Coming Clean
“I’m tired of being shit-canned in this crap-hole.” Elliot slammed his book shut and tossed it on the table. He glared accusingly at Justin, waiting for a response.
“Byron said we’re not to go out. We still don’t know who attacked us.” Justin was sprawled on a metal bench, tossing a tension ball up into the air and catching it again.
“Don’t you think they would have found us by now?”
“Maybe. Maybe not. Byron knows how to keep us safe.”
Elliot wrinkled his nose at the idea of spending more time cooped up in the factory. “Anyway, I’m thirsty.”
Justin sat up, looking at him wide-eyed. “Really?”
“No, but I want to get out of here.”
“When was the last time you ate?”
“This evening.

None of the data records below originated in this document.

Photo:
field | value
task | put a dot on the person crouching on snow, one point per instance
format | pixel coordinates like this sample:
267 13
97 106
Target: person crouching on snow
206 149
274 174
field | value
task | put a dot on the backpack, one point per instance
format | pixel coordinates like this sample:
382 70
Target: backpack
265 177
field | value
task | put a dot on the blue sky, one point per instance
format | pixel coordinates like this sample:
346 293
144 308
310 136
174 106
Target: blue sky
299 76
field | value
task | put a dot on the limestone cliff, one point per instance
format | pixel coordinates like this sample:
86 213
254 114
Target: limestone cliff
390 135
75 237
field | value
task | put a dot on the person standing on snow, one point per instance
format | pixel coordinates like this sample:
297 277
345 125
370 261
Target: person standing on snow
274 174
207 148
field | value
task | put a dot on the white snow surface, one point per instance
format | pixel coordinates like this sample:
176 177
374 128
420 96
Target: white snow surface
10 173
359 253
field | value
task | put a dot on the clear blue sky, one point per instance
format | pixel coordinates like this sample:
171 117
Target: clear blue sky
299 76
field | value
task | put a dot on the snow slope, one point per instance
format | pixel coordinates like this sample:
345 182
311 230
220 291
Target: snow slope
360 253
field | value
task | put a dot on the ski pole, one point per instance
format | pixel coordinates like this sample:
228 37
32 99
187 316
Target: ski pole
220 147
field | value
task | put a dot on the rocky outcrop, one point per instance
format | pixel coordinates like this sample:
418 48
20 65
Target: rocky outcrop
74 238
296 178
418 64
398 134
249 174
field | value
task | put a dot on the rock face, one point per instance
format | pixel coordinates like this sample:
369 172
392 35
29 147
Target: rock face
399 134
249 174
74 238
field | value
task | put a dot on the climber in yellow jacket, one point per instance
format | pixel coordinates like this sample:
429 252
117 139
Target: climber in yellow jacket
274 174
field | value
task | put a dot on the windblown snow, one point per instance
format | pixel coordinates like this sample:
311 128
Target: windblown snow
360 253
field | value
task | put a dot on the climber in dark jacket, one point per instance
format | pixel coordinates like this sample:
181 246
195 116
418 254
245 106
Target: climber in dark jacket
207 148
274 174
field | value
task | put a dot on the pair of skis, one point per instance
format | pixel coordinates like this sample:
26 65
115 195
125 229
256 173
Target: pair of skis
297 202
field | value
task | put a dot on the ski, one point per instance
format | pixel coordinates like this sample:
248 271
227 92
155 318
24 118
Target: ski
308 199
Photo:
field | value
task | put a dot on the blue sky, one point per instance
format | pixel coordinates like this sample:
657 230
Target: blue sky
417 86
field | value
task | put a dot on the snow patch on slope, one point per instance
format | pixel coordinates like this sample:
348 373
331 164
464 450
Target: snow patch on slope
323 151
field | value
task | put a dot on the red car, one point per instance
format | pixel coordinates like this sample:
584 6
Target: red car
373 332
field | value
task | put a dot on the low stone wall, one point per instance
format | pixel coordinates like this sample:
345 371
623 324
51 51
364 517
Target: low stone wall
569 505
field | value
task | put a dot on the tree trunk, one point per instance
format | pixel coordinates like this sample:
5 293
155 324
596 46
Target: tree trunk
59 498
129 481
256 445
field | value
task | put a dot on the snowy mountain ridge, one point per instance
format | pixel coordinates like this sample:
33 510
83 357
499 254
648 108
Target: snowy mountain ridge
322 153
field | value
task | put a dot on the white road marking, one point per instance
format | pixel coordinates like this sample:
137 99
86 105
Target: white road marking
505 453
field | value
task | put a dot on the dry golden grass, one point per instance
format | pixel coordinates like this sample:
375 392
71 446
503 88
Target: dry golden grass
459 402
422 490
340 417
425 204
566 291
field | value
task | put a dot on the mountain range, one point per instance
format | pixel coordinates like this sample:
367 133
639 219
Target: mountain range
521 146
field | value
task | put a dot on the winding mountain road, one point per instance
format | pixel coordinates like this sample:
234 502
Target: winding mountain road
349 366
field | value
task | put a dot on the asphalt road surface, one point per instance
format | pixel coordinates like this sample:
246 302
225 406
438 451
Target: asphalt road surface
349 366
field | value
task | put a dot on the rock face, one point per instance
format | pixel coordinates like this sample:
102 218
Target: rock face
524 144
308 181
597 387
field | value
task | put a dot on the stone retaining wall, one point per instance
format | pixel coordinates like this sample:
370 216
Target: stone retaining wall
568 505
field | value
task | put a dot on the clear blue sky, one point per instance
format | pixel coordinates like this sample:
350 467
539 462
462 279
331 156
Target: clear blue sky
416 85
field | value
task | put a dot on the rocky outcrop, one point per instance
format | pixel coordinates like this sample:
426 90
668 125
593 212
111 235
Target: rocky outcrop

There was some rice in a cupboard—which reminds me, we need more food. Maybe Byron would let us go—“
Justin interrupted him, “I mean the other kind of eating.”
“Oh.”
Silence.
“A couple of weeks ago. Why? What about you?”
“Two days ago!” Justin exclaimed. “I have to eat every couple of days. It needs it.”
No question what ‘it’ was. “So that’s weird, right? I’m weird? This is something we need to be concerned about, right? Maybe we should go see someone and ask them.”
“Let’s go talk to Byron.”
Justin rose and Elliot followed him out of the room, grumbling under his breath, “Yeah, I meant someone a little further a-field.”
Down the hall, Byron was helping to clear part of a fallen metal catwalk. Justin stopped out of earshot and grabbed Elliot. He pressed his forehead against the boy’s, holding his neck on either side with his hands. “We need to tell Byron about Cassandra.”
“What?” Elliot’s eyes widened. “Are you crazy? He’ll make me leave!”
“No he won’t. I’d go with you if he tried.”
“You don’t mean that.”
Justin’s eyes dropped for the briefest of moments. “Maybe I do. I don’t know.” And then his eyes were back up, locked with Elliot’s, imploring. “Please? He needs to know.”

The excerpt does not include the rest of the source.